Impact on HbA1c Levels

Although both the TRE and CR groups exhibited similar reductions in HbA1c levels relative to the control group, the TRE intervention yielded greater weight loss. This finding suggests that factors beyond weight loss alone may influence glycemic control in individuals with T2D. Notably, both TRE and CR groups received individualized diabetes nutrition counseling, which could have contributed to the improvements in HbA1c levels observed across the board.

Comparing with Previous Studies

The trial findings align with earlier research on the efficacy of TRE in T2D populations. Previous studies have demonstrated varying degrees of weight loss with TRE interventions of different durations. However, the 8-hour TRE intervention in this trial yielded slightly greater weight loss compared to existing reports. This underscores the potential of extended TRE durations for achieving meaningful weight reduction outcomes.

Safety and Considerations

One key aspect highlighted by the trial is the safety of TRE, particularly for individuals using diet alone or medications to manage their T2D. However, for those on sulfonylureas and/or insulin, adopting a TRE regimen may necessitate medication adjustments and regular monitoring, especially during the initial stages of the diet.

Addressing Racial and Ethnic Disparities

Given the disproportionate prevalence of T2D among Hispanic and non-Hispanic black adults in the US, the trial's findings hold significant implications for addressing health disparities. The efficacy of TRE in promoting weight loss and improving glycemic control in a sample representative of these groups underscores its potential as an accessible and culturally relevant dietary intervention.
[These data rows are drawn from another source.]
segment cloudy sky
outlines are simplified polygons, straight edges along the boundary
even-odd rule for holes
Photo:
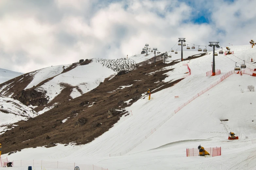
[[[0,0],[0,68],[25,73],[118,58],[145,43],[167,51],[179,37],[248,44],[255,7],[254,0]]]

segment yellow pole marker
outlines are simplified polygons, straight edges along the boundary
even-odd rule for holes
[[[147,89],[147,92],[148,93],[149,93],[149,95],[148,96],[148,100],[150,100],[150,96],[151,95],[151,92],[150,91],[150,89]]]
[[[0,158],[1,157],[1,153],[2,153],[2,145],[0,143]]]

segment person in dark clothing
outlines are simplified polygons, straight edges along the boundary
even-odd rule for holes
[[[9,163],[7,163],[7,167],[12,167],[12,166],[11,165],[11,162],[9,162]]]

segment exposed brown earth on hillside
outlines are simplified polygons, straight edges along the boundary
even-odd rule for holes
[[[152,92],[153,95],[154,93],[173,86],[181,80],[167,82],[162,81],[166,77],[163,74],[173,69],[161,69],[179,62],[164,64],[162,59],[158,57],[156,64],[154,63],[154,58],[141,63],[138,65],[142,65],[133,71],[116,76],[110,80],[106,78],[97,88],[74,99],[70,95],[73,87],[63,85],[66,88],[46,106],[58,103],[53,108],[26,121],[15,123],[18,126],[1,135],[0,143],[4,146],[2,153],[52,142],[67,144],[75,142],[85,144],[91,142],[108,130],[125,113],[115,112],[115,109],[124,111],[125,107],[135,102],[132,101],[127,105],[121,101],[127,101],[146,92],[147,88],[151,91],[159,88]],[[149,74],[156,71],[156,73]],[[121,86],[132,84],[131,87],[118,89]],[[33,90],[30,89],[31,92]],[[18,92],[16,94],[22,96],[22,93]],[[24,95],[26,94],[23,92]],[[45,106],[40,106],[35,110],[41,110]],[[66,121],[62,123],[67,118]]]

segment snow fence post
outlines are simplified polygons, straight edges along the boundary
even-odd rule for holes
[[[218,156],[218,149],[217,148],[217,147],[216,147],[216,149],[217,149],[217,156]]]
[[[193,156],[194,156],[194,148],[193,148]]]

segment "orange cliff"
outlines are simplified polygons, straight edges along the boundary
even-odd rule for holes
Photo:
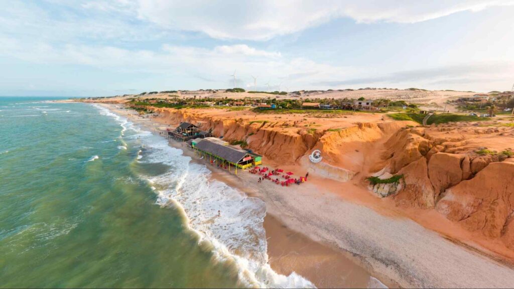
[[[508,152],[514,128],[482,125],[399,130],[386,142],[384,165],[374,175],[403,177],[370,187],[379,194],[385,191],[383,196],[397,206],[435,209],[469,231],[514,250],[514,158]]]
[[[320,117],[249,111],[153,108],[161,122],[199,123],[227,141],[244,140],[272,165],[301,165],[339,181],[368,186],[374,175],[402,177],[369,189],[400,208],[432,210],[486,242],[514,249],[514,159],[501,152],[514,144],[514,128],[492,122],[422,127],[379,114]],[[323,160],[308,160],[319,149]],[[490,241],[487,241],[487,240]],[[483,244],[484,243],[481,243]],[[506,256],[508,254],[503,254]],[[514,254],[508,254],[512,256]]]

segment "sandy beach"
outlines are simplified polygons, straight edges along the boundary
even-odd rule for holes
[[[156,133],[171,124],[117,109],[119,104],[102,105]],[[184,154],[195,159],[182,143],[170,144],[183,147]],[[270,168],[277,165],[264,160]],[[306,183],[283,187],[269,182],[258,184],[259,177],[247,171],[235,175],[209,168],[214,173],[212,177],[266,203],[270,263],[277,272],[295,271],[318,287],[365,286],[370,276],[389,287],[505,287],[514,284],[514,270],[508,263],[434,231],[465,234],[447,220],[427,213],[414,222],[408,211],[392,209],[390,200],[378,199],[352,182],[315,174]],[[299,166],[284,168],[300,175],[306,172]],[[436,218],[442,224],[429,229],[430,226],[420,225],[424,225],[424,218]],[[432,222],[427,224],[433,223],[428,220]]]

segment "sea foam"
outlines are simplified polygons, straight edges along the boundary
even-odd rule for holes
[[[98,159],[98,156],[94,155],[93,156],[91,157],[89,159],[85,161],[84,162],[87,162],[88,161],[93,161],[95,159]]]
[[[141,176],[157,194],[157,204],[172,206],[182,212],[188,227],[198,236],[199,245],[209,244],[216,261],[233,265],[234,273],[245,286],[315,287],[295,273],[288,276],[277,274],[268,263],[263,227],[266,215],[264,202],[213,180],[205,165],[192,163],[191,158],[183,156],[181,150],[170,147],[165,139],[141,130],[104,107],[94,105],[101,114],[111,116],[120,123],[122,136],[131,131],[123,137],[127,141],[140,142],[145,148],[144,162],[169,166],[162,174]],[[136,145],[133,144],[131,146]],[[141,153],[139,150],[138,159]]]

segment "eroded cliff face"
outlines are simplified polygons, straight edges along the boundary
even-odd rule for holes
[[[500,153],[514,147],[512,127],[355,122],[343,128],[320,129],[287,117],[252,121],[194,110],[154,111],[170,123],[198,124],[228,141],[245,140],[249,149],[277,163],[299,162],[338,180],[402,175],[401,182],[371,189],[399,206],[434,208],[467,229],[499,238],[514,249],[514,158]],[[498,153],[476,153],[486,149]],[[315,149],[323,157],[316,165],[308,158]]]
[[[511,147],[512,128],[407,128],[386,142],[377,174],[403,176],[390,194],[398,205],[434,208],[514,249],[514,158],[501,153]]]
[[[153,108],[157,117],[177,124],[188,121],[210,131],[227,141],[244,140],[248,148],[273,161],[291,164],[300,160],[314,149],[323,152],[324,168],[313,168],[320,173],[336,175],[338,168],[347,170],[348,179],[361,170],[366,160],[363,151],[377,140],[412,122],[390,122],[376,124],[356,122],[348,127],[321,129],[286,120],[252,121],[242,118],[228,119],[206,116],[194,111]],[[322,167],[323,165],[321,166]]]

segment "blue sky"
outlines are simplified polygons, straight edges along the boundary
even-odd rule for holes
[[[0,0],[0,95],[506,91],[514,1]]]

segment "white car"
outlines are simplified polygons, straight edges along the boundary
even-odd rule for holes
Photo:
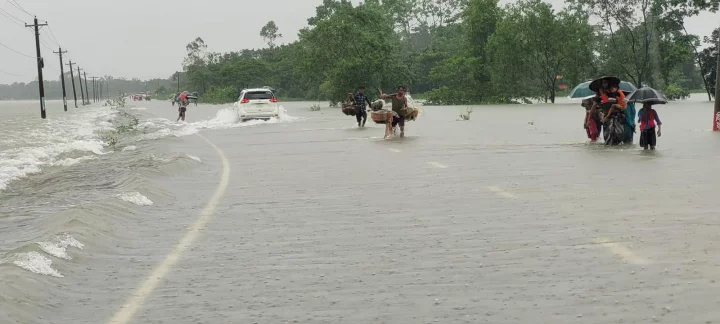
[[[278,104],[275,94],[268,89],[244,89],[235,106],[240,121],[268,120],[280,116],[280,104]]]

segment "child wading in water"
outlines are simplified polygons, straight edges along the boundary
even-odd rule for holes
[[[643,104],[642,109],[638,111],[638,121],[640,122],[640,146],[647,150],[650,146],[651,150],[655,149],[657,139],[655,138],[655,126],[657,126],[657,137],[662,136],[660,117],[657,111],[652,108],[651,103]]]

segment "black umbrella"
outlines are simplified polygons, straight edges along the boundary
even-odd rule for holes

Limitations and Future Directions

While the trial provides valuable insights, it is not without limitations. The relatively short duration of the trial and the lack of participant blinding are notable constraints. Additionally, the trial population's medication usage at baseline could have influenced the weight loss outcomes. Future research endeavors should aim to address these limitations through larger-scale randomized controlled trials with longer follow-up periods.

Conclusion

In conclusion, the findings of this randomized clinical trial underscore the efficacy of 8-hour TRE as an effective dietary strategy for weight loss and HbA1c level reductions in individuals with T2D and obesity. By offering a simpler and more sustainable alternative to traditional calorie counting, TRE has the potential to empower individuals to manage their health effectively.

Journal Reference


Pavlou, V., Cienfuegos, S., Lin, S., Ezpeleta, M., Ready, K., Corapi, S., Wu, J., Lopez, J., Gabel, K., Tussing-Humphreys, L., Oddo, V. M., Alexandria, S. J., Sanchez, J., Unterman, T., Chow, L. S., Vidmar, A. P., & Varady, K. A. (2023). Effect of Time-Restricted Eating on Weight Loss in Adults With Type 2 Diabetes: A Randomized Clinical Trial. JAMA network open, 6(10), e2339337.